リヴァイブロックもまた、魔法で防戦したり、目くらまし効果のある黒い霧を放ったりしている。
「瑠衣、こっち!」
術師陣の中心にいたメロディーナが瑠衣を呼び、何かを指を指した。
その先は瑠衣達が立つ小部屋の入り口の対面。
そこに、先へ続くであろう道があった。
「あの先に我が主神、ガーリェ様がいる。」
「本当かよ?」
「お前は感じないのか? あの奥から流れ出る、おぞましく強大なガーリェ様の力を。」
「残念ながら。んなもん死神の領域に来た段階から感じてるんでね、今更どっから来てるかなんて分かんないよ。」
「わ、私も・・・」
残念ながら、強い圧に圧倒されすぎて、何処からなんて認識出来そうにない。
でも、他ならぬレンがそう言うのだから、その先にガーリェが居るのだろう。
グッと拳に力を入れながら、戦ってくれている英霊達の横を進む。
やはり進まれては困るのか、瑠衣達に意識を向けたリヴァイブロックが攻撃を仕掛けてきたけれど、それをも英霊の術師が防いでくれた。
ターン制のシステムで動くのではない、リアルな戦闘。
その中で、微々たる敵の変化を見分けて畳みかけなくてはいけない厳しい戦闘。
ここに来るまでに、敵は何度蘇生して、そのたびに何度挫折して、道を切り開いてくれたのだろうか。

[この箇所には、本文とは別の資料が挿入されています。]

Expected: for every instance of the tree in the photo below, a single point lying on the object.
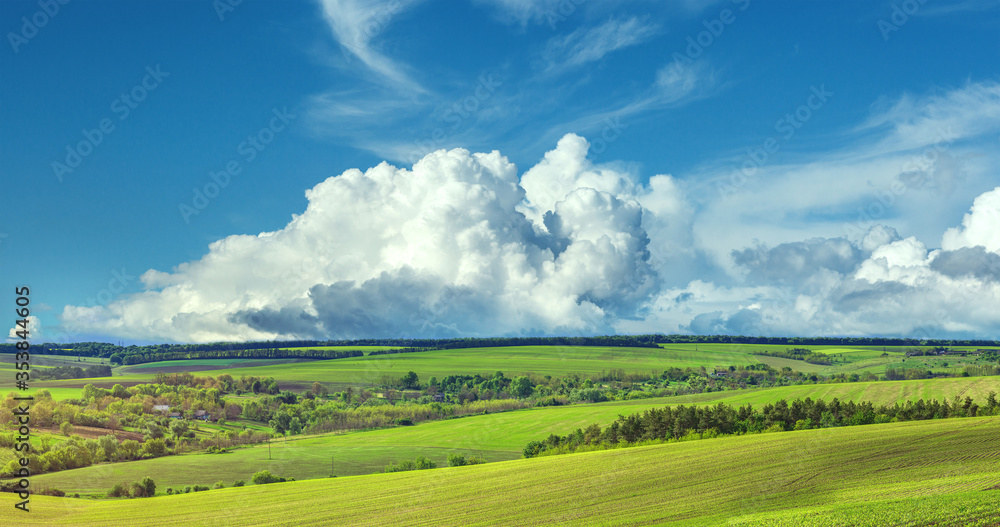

傷だらけで、満身創痍で、それでも道を切り開いてくれた英霊達。
「ヒーリングドロップ・・・」
戦場を抜けて先へ進む道へと踏み込む一瞬手前。
瑠衣はその部屋全体に継続回復魔法を唱えて、せめて皆が無事であるように祈った。
***
――― 我の邪魔立てをする忌々しい奴らめ・・・さぁ来るが良い・・・なぶり殺してやろうぞ・・・―――
真っ暗な細道の奥から響く、風なりのようなかすれた声。
レンと史郎の顔つきが厳しく変わる。
「どうやら我が主神が待ちくたびれているようだな。」
「ホント、随分ご機嫌斜めみたいだけどね。」
「・・・行きましょう。」
高鳴る鼓動を沈めるように、一歩ずつゆっくりと踏みしめながら、3人はその一本道を進むのだった。